The woman trudged through the sting of ice crystals, leaning forward into the slice of the wind. Her hands were clasped behind her back and she walked with the slow steady pace of someone who plans to walk for a long time. Now and again, a semitrailer roared by in a swirl of dust and snow, buffeting her slender bod
y. They either did not see her or chose not to. But she walked on, the snow squeaking beneath her boots, the wind howling about her ears. Beer, warm in her belly. The distance she travelled was meaningless in the vortex of ice and sound. She only set one foot in front of the other. Thought nothing of where, but turned outward her momentum to keep her surface warm. Steam rose from her body and billowed in a cloud around her. A pick-up truck caught her haunting figure in the glare of its high beams and braked slowly, slowly, red tail lights blinking, on the slick surface of the highway. It finally came to stop fifty yards ahead of her, and she jogged forward at the same time the truck started backing up. When she reached the cab of the truck, the door swung outward in a sweet scent of tobacco and horse sweat.
“Git’in, miss!”
Miss, no less! Ara ma ha! ha! ha!
“Musta froze right thru yer sense, walkin’ ‘bout on a night like this. Worryin’ yer folks ‘n such. T’aint my bizness, jist say so.”

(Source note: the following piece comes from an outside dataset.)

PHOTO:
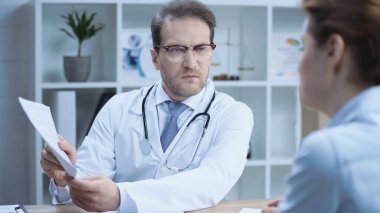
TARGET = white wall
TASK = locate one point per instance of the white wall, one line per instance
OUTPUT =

Mattaku! Konnani akarui hito to au no wa hisashiburi da ne!
“Froze thru ta yer tongue I reckon. No need ta talk I ain’t no stranger ta silence, jist feelin’ a bit chatty, bin drivin’ nonstop fer a good stretch ‘n need ta loosen my tongue a whiles not that I’m ulwez this way but I figger y’all walkin’ by yerself might need ta be hearin’ a friendly voice. Sher, everybudy gits caught up with loneliness ‘n everybudy’s got some sad tale hangin’ ‘roun ther sleeves but I figger ther’s ulwez a loada sadness but that ulwez makes ya feel ixtra special when somethin’ good comes by yer way ‘n I guess I could offer ya smoke or somethin’, ya born in Japan?”
“Yes and yes.”
“I figger ya had the looka Japanese, ‘n knew yer lookin’ fer a butt, soon as ya got in the cab snuffin’ up the smoke, here, have one.”